How the machine is trained will determine its bias in terms of recognizing certain objects within an otherwise unfamiliar image. In this photo, a horizon becomes a pagoda; a tree is morphed into building; and a leaf is identified as a bird after image processing. The objects may have similar outlines to their counterparts, but all of the entries in the "before" images aren't a part of the software's image vocabulary, so the system improvises.
When the software acknowledges an object, it modifies a photo to exaggerate the presence of that known pattern. Even if the software is able to correctly recognize the animals it has been trained to spot, image detection may be a little overzealous in identifying familiar shapes, particularly after the engineers send the photo back, telling the software to find more of the same, and thereby creating a feedback loop.
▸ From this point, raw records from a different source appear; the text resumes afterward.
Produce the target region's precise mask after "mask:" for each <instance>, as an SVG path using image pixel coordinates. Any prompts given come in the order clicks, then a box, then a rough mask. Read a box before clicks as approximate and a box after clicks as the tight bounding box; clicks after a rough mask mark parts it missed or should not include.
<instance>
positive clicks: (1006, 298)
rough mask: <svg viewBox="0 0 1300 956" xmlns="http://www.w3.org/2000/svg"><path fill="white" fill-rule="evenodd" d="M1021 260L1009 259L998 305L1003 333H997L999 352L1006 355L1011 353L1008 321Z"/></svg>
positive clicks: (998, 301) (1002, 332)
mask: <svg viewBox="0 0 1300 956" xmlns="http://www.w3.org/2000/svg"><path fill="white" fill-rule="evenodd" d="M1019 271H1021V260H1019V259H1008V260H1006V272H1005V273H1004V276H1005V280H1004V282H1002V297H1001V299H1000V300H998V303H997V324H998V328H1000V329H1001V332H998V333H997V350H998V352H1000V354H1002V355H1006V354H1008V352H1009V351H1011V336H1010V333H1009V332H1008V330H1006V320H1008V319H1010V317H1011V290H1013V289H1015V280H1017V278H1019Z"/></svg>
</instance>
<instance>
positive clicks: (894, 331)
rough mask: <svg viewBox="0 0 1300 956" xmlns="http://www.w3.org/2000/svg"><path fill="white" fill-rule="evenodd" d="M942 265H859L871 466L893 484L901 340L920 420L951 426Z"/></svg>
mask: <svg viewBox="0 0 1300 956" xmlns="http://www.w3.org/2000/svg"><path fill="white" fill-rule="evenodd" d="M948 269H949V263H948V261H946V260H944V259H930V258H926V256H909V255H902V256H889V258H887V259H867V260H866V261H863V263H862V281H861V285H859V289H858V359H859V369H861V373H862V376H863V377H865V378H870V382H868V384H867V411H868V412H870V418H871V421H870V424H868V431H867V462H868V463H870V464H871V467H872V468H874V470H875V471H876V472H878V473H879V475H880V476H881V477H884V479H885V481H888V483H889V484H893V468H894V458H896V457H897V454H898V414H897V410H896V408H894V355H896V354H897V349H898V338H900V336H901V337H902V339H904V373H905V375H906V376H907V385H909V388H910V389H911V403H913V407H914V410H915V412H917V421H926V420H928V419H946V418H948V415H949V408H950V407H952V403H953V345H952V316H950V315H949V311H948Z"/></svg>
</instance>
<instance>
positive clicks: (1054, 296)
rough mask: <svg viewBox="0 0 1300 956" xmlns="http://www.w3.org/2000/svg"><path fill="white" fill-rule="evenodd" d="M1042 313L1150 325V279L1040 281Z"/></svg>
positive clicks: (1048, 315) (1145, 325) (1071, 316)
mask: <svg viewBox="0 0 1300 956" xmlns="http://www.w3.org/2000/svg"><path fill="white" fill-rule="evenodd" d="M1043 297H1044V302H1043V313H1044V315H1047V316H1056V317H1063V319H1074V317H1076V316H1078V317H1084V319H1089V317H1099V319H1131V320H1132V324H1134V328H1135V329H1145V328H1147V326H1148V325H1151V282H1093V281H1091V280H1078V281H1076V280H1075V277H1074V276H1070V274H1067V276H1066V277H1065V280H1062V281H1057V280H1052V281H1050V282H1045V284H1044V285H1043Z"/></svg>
In this photo of a knight, the software appears to recognize the horse, but also renders the faces of other animals on the knight's helmet, globe and saddle, among other places.
Taken a step further, using the same image over several cycles in which the output is fed through over and over again, the artificial neural network will restructure an image into the shapes and patterns it has been trained to recognize. Again borrowing from an image library heavy on animals, this landscape scene is transformed into a psychedelic dream scene where clouds are apparently made of dogs.
At its most extreme, the neural network can transform an image that started as random noise into a recognizable but still somewhat abstract kaleidoscopic expression of objects with which the software is most familiar. Here, the software has detected a seemingly limitless number of arches in what was a random collection of pixels with no coherence whatsoever.
This landscape was created with a series of buildings. Google is developing this technology in order to boost its image recognition software. Future photo services might recognize an object, a location or a face in a photo. The engineers also suggest that the software could one day be a tool for artists that unlocks a new form of creative expression and may even shed light on the creative process more broadly.